In the new-sample callback function the nvmm-buffer is mapped to a NvBufsurface like this:

static GstFlowReturn on_new_image(GstElement* sink, void* user_data)
        {
            if(nullptr != user_data && NULL != user_data )
            {
                CImageProcessingCamera* receivingCamera = reinterpret_cast<CImageProcessingCamera*>(user_data);

                g_signal_emit_by_name(sink, "pull-sample", &sample, NULL);

                if(NULL != sample)
                {
                    GstBuffer* buffer = gst_sample_get_buffer(sample);

                    GstMapInfo info;
                    if(gst_buffer_map(buffer, &info, GST_MAP_READ))
                    {
                        NvBufSurface *surface = (NvBufSurface *)info.data;
                        NvBufSurfaceMap(surface, 0, 0, NVBUF_MAP_READ);
                        NvBufSurfaceSyncForDevice(surface, 0, 0);

                        std::unique_lock<std::shared_mutex> lockOnCameraFrame(receivingCamera->mGpuFrame.mMutex);
                        cudaMemcpy(receivingCamera->mGpuFrame.mGpuImage.data, surface->surfaceList[0].mappedAddr.addr[0], receivingCamera->mImageMemorySize, cudaMemcpyKind::cudaMemcpyDefault);
                        lockOnCameraFrame.unlock();
                        
                        NvBufSurfaceUnMap(surface, 0, 0);
                        gst_buffer_unmap(buffer, &info);
                        gst_sample_unref(sample);
                    }
                    ...
                }
                ....
            }
...
return GST_FLOW_OK;

When I run the pipeline without the callback, the CPU load is very low. The high CPU load seems to occur as soon as we grab the sample in the callback, and the other contributing factor seems to be cudamemcpy.
Cudamemcpy copies the image data to a shared memory space between the CPU and GPU. Then, each image is immediatly processed further. I’d prefer to continue copying toward the shared memory.
So far, running this setup with four cameras results in most cores being almost fully utilized.
Is there something I’m missing? Is there a way to reduce the CPU usage? Any help would be appreciated. :)

What is this?

Hello,
it is a pinned, mapped (zero-copy) memory buffer. I set it up this way to avoid additional CPU-to-GPU memory transfers, since the next processing steps are all done on the GPU.

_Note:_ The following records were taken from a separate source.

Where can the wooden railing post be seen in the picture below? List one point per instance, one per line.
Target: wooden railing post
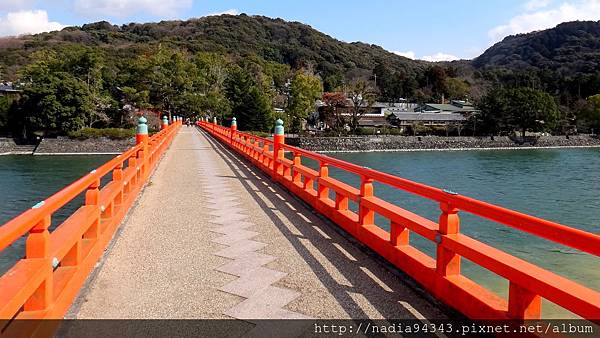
(522, 303)
(448, 262)
(278, 140)
(296, 176)
(366, 216)
(37, 245)
(322, 190)
(165, 123)
(233, 130)
(141, 137)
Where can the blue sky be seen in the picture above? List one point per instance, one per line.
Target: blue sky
(432, 30)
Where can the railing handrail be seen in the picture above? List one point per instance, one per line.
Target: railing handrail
(441, 275)
(43, 284)
(553, 231)
(20, 225)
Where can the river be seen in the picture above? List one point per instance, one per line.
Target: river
(557, 184)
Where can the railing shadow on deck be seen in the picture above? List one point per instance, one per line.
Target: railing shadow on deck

You can comment out the line of “cudaMemcpy” to check whether the CPU loading is high or not first. Theoretically the GPU to GPU copy takes no CPU workload. We don’t know what else you have done inside the callback, you need to check them one by one to find out which processing consumed the CPU so much.

I commented out cudamemcpy, but the CPU usage did not change significantly. However, the load decreased by about 95% when I removed the callback altogether while keeping the four camera pipelines active. Additionally, when I use the callback with just these three lines (pulling the sample and unreferencing) , the CPU load average as indicated by htop increases from 0.2 to about 5:

            GstSample* sample = NULL;
            g_signal_emit_by_name(sink, "pull-sample", &sample, NULL);
            gst_sample_unref(sample);

Do you think combining each separate camera pipeline into one pipeline using the DeepStream plugin, nvStreamMux, could reduce CPU usage? If I understand correctly, then only one sample is pulled every 28.5 ms (frame rate = 1/35), instead of four.

Do you have several cameras and each camera is handled by an independent pipeline? What is your complete use case?

Yes, there is currently one pipeline for each camera. As for the use case, I am developing a vision system for my car.

We are not sure. The root cause of the CPU loading increasing heavily is not clear yet.